Organizational maturity to deal with these different representations of the systems is a precondition (a must) to succeed. Being autonomous as a team and being able to take ownership of every independently deployed unit is the only way to guarantee that Microservices can evolve. Having Microservices independently deployed implies that you don’t need to ask the Payments team if you can deploy your Billing Accounts Microservice (which makes calls to the Payments domain), because you no longer have those dependencies.
It is also important to understand that your company doesn’t necessarily need to rely on Microservices architecture to speed up your development or to build successful software systems. For some contexts, Microservices may be of great help, but you have several other options that may work just fine, so don’t force your company to adopt a technology the organization isn’t prepared to adopt.
Distributed asynchronous communication
One of the most common pitfalls when migrating to this architecture is to think that you can create a domain model for your business logic in a similar way to when you work in a monolith non-distributed system. If your original monolith had a good enough object model of your business logic, then just break it into different deployable units, introduce RPC (although in the form of an API REST) instead of local in-process calls and voila, Microservices. This is far from reality — Microservices imply a complex, highly distributed system, and therefore, every remote function adds a failure point that needs to be handled correctly.
When working with Microservices, it’s crucial to break synchronous communication. Synchronous calls just won’t scale when you have hundreds of internal API calls. In order to do so, patterns like event-driven communication (publisher/subscriber) and CQRS (link a CQRS) become the backbone of the entire Microservices architecture.
Event-driven architecture allows a clear separation of flows among the Microservices, thereby allowing the domains to interact with each other with loose coupling. Microservices become consumers and producers of events, avoiding blocking with every user request.
CQRS complements the event-driven nature by splitting Microservices functionalities in between those that need to get read-only access to data (queries) and those that need to modify the data (commands).
These implementation patterns are powerful, but they need to be carefully analyzed. Depending on your business needs, you may end up introducing unnecessary additional levels of complexity. Microservices architectures require a lot of expertise and craftsmanship, so there is no recipe to success by just applying any of these patterns.
Monolith vs Microservices
Whenever someone wants to push towards Microservices, the first argument in favor of the architectural change tends to be related to stopping working with an unmaintainable monolith code base.

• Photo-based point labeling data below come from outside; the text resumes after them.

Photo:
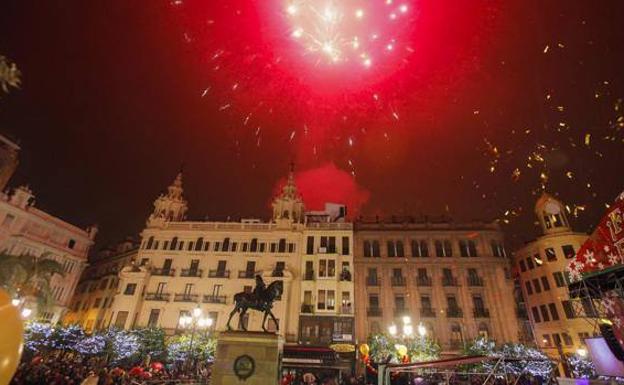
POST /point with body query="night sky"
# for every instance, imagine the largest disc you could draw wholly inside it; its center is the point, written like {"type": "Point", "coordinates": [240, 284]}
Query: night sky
{"type": "Point", "coordinates": [476, 106]}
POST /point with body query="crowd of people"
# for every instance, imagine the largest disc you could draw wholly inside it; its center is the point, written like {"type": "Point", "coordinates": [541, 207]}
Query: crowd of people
{"type": "Point", "coordinates": [64, 371]}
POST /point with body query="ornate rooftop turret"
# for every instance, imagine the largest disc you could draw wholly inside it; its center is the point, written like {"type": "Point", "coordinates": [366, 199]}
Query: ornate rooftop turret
{"type": "Point", "coordinates": [171, 207]}
{"type": "Point", "coordinates": [288, 206]}
{"type": "Point", "coordinates": [551, 214]}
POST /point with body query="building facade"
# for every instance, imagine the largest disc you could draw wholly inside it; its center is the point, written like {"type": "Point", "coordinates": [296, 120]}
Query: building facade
{"type": "Point", "coordinates": [26, 230]}
{"type": "Point", "coordinates": [452, 278]}
{"type": "Point", "coordinates": [541, 265]}
{"type": "Point", "coordinates": [182, 265]}
{"type": "Point", "coordinates": [98, 285]}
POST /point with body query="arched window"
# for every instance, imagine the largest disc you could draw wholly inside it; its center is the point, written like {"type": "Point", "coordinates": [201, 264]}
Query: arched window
{"type": "Point", "coordinates": [150, 243]}
{"type": "Point", "coordinates": [367, 249]}
{"type": "Point", "coordinates": [199, 244]}
{"type": "Point", "coordinates": [484, 331]}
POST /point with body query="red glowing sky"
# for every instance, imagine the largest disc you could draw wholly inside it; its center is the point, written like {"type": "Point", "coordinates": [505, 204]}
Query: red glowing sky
{"type": "Point", "coordinates": [470, 93]}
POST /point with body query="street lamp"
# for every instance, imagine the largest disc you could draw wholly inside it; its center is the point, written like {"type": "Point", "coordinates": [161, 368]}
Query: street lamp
{"type": "Point", "coordinates": [193, 322]}
{"type": "Point", "coordinates": [422, 330]}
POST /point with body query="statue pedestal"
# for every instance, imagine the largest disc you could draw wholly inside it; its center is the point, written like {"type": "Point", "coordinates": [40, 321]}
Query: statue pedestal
{"type": "Point", "coordinates": [250, 358]}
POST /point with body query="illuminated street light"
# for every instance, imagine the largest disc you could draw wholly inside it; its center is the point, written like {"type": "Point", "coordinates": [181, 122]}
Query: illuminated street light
{"type": "Point", "coordinates": [422, 330]}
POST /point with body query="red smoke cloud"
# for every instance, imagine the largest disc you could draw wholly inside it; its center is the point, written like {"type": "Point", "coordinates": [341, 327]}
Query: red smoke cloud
{"type": "Point", "coordinates": [327, 183]}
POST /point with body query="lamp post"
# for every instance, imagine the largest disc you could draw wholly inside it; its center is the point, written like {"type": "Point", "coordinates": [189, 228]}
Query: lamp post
{"type": "Point", "coordinates": [194, 321]}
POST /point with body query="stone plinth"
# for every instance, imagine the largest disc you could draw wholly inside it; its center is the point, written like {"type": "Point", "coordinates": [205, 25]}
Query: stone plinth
{"type": "Point", "coordinates": [257, 350]}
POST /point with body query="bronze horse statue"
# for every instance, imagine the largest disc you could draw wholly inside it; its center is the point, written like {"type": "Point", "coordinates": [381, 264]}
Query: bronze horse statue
{"type": "Point", "coordinates": [262, 302]}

But the monolith may not be your problem. People often think that if you need to scale, you have to use Microservices only, which is just not the case. You can absolutely scale monoliths as well. In fact, if you don’t know how to scale a monolith, you’re not going to know how to scale Microservices.
If you aren’t able to scale and maintain a monolith, you will probably have greater problems trying to cope with a Microservices architecture. Here we cite Grady Brooch and Fred Brooks, respectively:
“Adding manpower to a late software project makes it later.”
“Adding Microservices to a bad software architecture makes it worse.”
To sum up
As the industry continues moving towards Microservices architecture, the tooling and infrastructure for such an architecture grows. More and more tools allow you to build a Microservice from scratch with a few lines of code.
However, it doesn’t mean things are easier — less code and greater infrastructure imply increased complexity as the system grows to hundreds of Microservices. You need a mature organizational structure and experienced people that can communicate efficiently and guide the development.